What we're hearing: One House Republican told Axios their colleagues "genuinely think this is a farce" but acknowledged they also "want to curry favor with Trump."

  • Many attendees are likely trying to preserve their political standing back home or position for a posting in the second Trump administration, the lawmaker said.
  • A second GOP member referred to the trial as "The Apprentice 2024," with another, moderate GOP lawmaker quipping, "Better them than me."
  • One source pointed to both Good and his primary opponent John McGuire making an appearance on Thursday as an example of politicians seeing it as an opportunity to gain favor with the former president as they battle for their seats.

Zoom out: These were not the first prominent Republicans to make the trek up to New York to show their loyalty for Trump.

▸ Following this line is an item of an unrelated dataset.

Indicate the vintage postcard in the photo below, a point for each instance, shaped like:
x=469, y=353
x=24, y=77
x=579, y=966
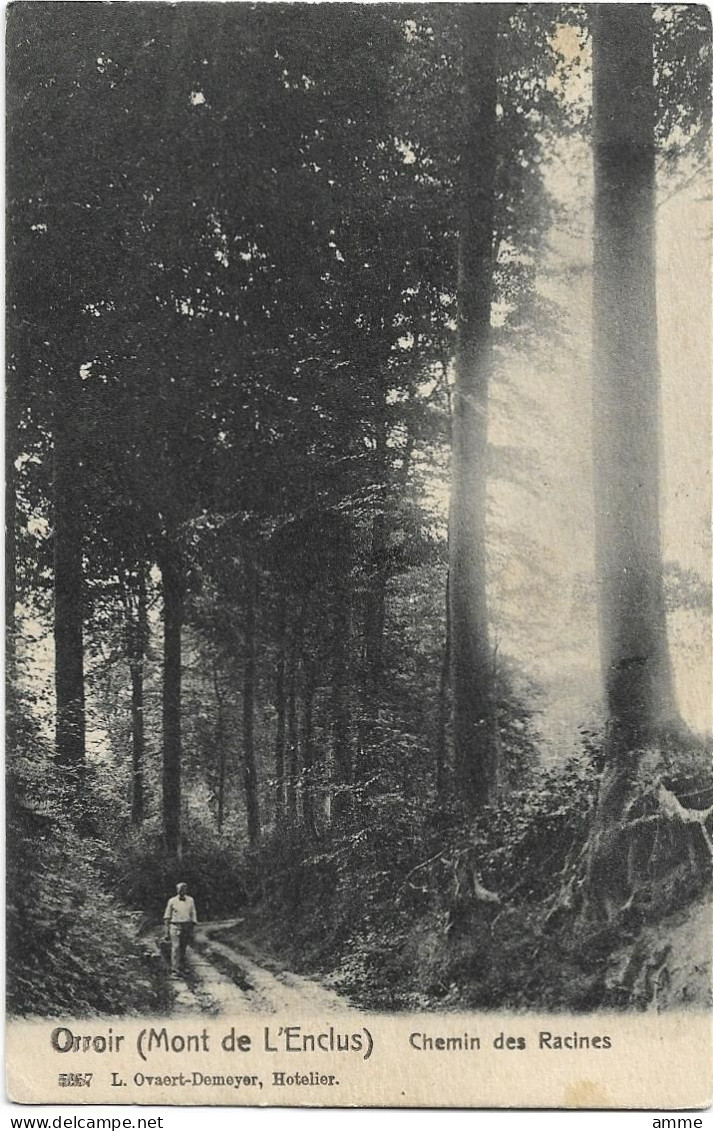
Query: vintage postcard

  • Most notably, House Speaker Mike Johnson (R-La.) went on Tuesday, saying Trump "is a friend and I wanted to be here to support him."
  • Several prospective Trump running mates have gone, including North Dakota Gov. Doug Burgum, Vivek Ramaswamy and Sen. Tim Scott (R-S.C.), Axios' Erin Doherty previously reported.
  • So have Sens. Rick Scott (R-Fla.) and Tommy Tuberville (R-Ala.), Rep. Nicole Malliotakis (R-N.Y.), and the attorneys general of Texas, Alabama and Iowa.

Zoom in: Johnson's attendance was poorly received by his Democratic colleagues, who just a week earlier voted to save him from a right-wing ouster attempt.

  • "I think he should be ashamed that he would, himself, stand in front of a courthouse and attempt to undermine the proceedings — let alone lead a group of people to do the same thing," said Rep. Scott Peters (D-Calif.).
  • Some Democrats have warned Johnson's embrace of Trump could factor into possible future votes to oust him.